Para ello tenemos la intención de reforzar nuestro «conjunto de instrumentos de ciberdiplomacia» creado en 2017. Este conjunto de herramientas nos permite recurrir a todas las medidas de Política Exterior y de Seguridad Común, desde declaraciones políticas y gestiones hasta sanciones. El pasado mes de julio adoptamos las primeras sanciones contra personas, entidades y organismos implicados en los ciberataques WannaCry, NotPetya, Operation Cloud Hopper y el intento de ciberataque contra la Organización para la Prohibición de las Armas Químicas (OPAQ) en La Haya. Esta lista se amplió en octubre a los responsables del ciberataque contra el Bundestag alemán e incluye ahora a ocho personas y cuatro entidades y organismos. Seguiremos exigiendo responsabilidades a los autores de actividades informáticas malintencionadas, dondequiera que se encuentren.

 

«Con nuestras cibersanciones, seguiremos exigiendo responsabilidades a los autores de actividades informáticas malintencionadas, dondequiera que se encuentren».

 

Para que nuestro conjunto de instrumentos de ciberdiplomacia sea más eficaz, trabajaremos con los Estados miembros para mejorar la cooperación en materia de inteligencia y desarrollar una posición de disuasión colectiva reforzada contra las ciberamenazas. Exploraremos, además, el uso de la votación por mayoría cualificada para la adopción de sanciones de la UE.
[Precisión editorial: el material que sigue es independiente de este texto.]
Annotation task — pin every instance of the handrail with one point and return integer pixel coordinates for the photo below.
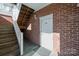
(19, 34)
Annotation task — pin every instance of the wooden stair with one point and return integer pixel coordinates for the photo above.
(8, 41)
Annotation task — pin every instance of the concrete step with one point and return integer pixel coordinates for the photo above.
(8, 49)
(8, 44)
(7, 35)
(8, 39)
(13, 53)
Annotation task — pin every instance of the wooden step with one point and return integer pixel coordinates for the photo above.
(8, 44)
(8, 35)
(4, 40)
(8, 49)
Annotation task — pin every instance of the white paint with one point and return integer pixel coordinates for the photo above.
(77, 4)
(46, 30)
(36, 6)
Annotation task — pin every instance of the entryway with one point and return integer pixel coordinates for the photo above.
(46, 30)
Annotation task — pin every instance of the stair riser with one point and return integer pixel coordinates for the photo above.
(7, 36)
(6, 40)
(7, 50)
(7, 45)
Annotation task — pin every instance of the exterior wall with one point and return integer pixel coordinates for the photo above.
(65, 28)
(5, 20)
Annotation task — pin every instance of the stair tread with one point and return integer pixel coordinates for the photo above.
(7, 39)
(7, 44)
(13, 53)
(9, 49)
(8, 35)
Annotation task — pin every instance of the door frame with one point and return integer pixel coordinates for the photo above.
(52, 26)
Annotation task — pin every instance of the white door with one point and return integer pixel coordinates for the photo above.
(46, 30)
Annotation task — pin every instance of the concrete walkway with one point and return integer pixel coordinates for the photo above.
(31, 49)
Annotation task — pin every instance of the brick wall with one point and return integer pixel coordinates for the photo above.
(65, 28)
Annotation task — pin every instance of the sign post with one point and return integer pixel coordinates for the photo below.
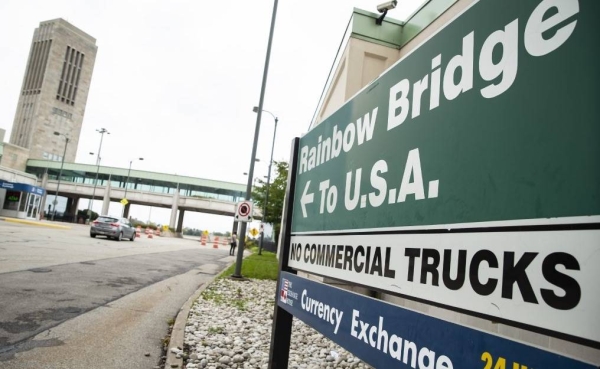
(281, 332)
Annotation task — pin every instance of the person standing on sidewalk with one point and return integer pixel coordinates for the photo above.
(233, 243)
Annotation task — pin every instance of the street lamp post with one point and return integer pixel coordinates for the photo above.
(262, 234)
(240, 255)
(127, 180)
(59, 172)
(102, 131)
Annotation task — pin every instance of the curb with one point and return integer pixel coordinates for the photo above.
(34, 223)
(178, 331)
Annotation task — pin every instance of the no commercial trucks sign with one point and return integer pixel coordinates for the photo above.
(388, 336)
(468, 175)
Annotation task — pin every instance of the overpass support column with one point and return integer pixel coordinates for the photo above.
(42, 213)
(106, 199)
(174, 209)
(126, 210)
(71, 208)
(180, 222)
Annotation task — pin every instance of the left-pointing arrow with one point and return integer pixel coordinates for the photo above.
(307, 198)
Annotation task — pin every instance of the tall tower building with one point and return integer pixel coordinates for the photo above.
(55, 90)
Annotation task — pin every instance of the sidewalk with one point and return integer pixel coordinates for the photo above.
(39, 223)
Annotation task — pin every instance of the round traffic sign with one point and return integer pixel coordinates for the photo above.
(244, 209)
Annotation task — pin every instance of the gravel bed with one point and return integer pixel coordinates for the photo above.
(229, 326)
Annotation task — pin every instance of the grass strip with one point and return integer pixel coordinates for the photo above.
(256, 266)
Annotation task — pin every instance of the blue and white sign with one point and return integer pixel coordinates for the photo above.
(388, 336)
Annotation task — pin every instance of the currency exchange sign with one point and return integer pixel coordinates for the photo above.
(468, 174)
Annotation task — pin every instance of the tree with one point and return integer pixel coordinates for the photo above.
(276, 196)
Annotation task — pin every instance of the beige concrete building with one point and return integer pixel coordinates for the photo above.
(54, 92)
(368, 51)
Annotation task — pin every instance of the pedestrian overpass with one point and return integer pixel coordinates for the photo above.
(179, 193)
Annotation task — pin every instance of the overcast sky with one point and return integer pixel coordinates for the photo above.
(175, 81)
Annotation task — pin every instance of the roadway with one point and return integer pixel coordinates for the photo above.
(70, 301)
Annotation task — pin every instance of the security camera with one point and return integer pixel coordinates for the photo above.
(388, 5)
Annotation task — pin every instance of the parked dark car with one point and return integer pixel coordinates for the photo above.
(117, 228)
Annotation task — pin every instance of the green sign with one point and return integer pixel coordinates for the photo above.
(494, 118)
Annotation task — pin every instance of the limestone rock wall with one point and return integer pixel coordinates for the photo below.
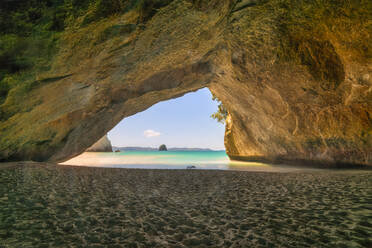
(293, 92)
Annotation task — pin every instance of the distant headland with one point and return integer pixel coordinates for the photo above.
(138, 148)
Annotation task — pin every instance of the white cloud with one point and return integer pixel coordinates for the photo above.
(150, 133)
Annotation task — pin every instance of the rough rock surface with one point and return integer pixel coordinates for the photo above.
(102, 145)
(293, 92)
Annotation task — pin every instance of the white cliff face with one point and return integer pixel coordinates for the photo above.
(102, 145)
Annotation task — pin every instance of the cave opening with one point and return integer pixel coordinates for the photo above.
(190, 127)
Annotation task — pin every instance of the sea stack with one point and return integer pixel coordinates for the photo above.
(163, 148)
(102, 145)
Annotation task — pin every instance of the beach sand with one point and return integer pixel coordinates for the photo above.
(47, 205)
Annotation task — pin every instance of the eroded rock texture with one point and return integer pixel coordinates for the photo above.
(296, 79)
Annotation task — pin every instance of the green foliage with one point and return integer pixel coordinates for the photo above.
(148, 8)
(221, 113)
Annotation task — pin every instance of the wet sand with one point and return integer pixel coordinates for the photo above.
(46, 205)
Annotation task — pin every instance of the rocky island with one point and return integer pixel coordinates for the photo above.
(292, 92)
(163, 148)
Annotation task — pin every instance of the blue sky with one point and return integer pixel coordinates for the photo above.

Intensificar la cooperación en materia de ciberdefensa entre los Estados miembros

Por último, intensificaremos la cooperación en materia de ciberdefensa entre los Estados miembros y a escala de la UE. La cooperación estructurada permanente y el Fondo Europeo de Defensa podrían utilizarse para seguir desarrollando las capacidades de ciberdefensa, por ejemplo sobre la base de la inteligencia artificial y la computación cuántica.
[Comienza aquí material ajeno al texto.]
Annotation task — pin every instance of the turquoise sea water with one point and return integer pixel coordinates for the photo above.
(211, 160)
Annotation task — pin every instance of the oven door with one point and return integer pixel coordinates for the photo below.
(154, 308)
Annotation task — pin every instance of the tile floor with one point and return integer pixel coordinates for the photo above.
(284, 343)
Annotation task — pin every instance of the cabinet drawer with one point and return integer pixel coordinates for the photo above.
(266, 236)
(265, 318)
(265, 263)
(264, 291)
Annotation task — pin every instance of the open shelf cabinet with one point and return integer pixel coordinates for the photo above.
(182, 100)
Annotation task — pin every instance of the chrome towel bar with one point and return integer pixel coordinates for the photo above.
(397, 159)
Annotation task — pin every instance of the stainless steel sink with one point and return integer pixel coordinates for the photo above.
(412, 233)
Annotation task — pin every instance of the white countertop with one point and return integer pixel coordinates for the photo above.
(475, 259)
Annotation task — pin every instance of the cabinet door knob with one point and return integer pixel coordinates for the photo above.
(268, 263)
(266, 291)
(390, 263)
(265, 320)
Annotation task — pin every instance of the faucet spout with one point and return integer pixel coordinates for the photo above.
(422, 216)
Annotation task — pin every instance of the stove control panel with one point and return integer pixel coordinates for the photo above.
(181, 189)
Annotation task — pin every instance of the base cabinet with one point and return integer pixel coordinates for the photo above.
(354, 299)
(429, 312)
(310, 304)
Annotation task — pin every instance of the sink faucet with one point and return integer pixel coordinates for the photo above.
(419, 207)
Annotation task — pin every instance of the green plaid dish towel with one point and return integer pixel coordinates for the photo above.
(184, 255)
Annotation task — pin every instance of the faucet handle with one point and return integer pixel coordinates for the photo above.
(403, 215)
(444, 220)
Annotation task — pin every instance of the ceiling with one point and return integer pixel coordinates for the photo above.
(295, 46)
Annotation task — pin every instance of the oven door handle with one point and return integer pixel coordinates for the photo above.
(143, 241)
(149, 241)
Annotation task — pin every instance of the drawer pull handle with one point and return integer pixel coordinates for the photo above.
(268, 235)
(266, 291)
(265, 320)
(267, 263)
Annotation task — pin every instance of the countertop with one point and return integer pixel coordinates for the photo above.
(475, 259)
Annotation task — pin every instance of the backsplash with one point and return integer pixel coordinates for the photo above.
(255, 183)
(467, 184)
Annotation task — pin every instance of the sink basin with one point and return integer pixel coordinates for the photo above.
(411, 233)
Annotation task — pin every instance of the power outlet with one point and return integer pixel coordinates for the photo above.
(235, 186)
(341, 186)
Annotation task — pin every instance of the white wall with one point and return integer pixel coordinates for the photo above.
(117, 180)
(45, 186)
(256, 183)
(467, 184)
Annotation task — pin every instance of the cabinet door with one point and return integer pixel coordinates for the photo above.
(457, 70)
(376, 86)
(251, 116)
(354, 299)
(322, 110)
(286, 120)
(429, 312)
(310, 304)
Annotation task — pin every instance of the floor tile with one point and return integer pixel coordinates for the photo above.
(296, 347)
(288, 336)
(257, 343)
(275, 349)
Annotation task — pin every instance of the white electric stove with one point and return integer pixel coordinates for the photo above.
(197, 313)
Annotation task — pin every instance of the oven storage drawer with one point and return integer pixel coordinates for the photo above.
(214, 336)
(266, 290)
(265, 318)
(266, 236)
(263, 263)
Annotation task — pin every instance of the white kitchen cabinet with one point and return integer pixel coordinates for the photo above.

Huelga decir que la ciberseguridad y la ciberdefensa ocuparán un lugar destacado en la Brújula estratégica que estamos desarrollando con los Estados miembros de la UE para construir un marco de comprensión común de las amenazas y los retos a los que nos enfrentamos y definir conjuntamente una respuesta colectiva europea.

De este modo, la UE pretende hacer el ciberespacio más seguro para los europeos y para todos.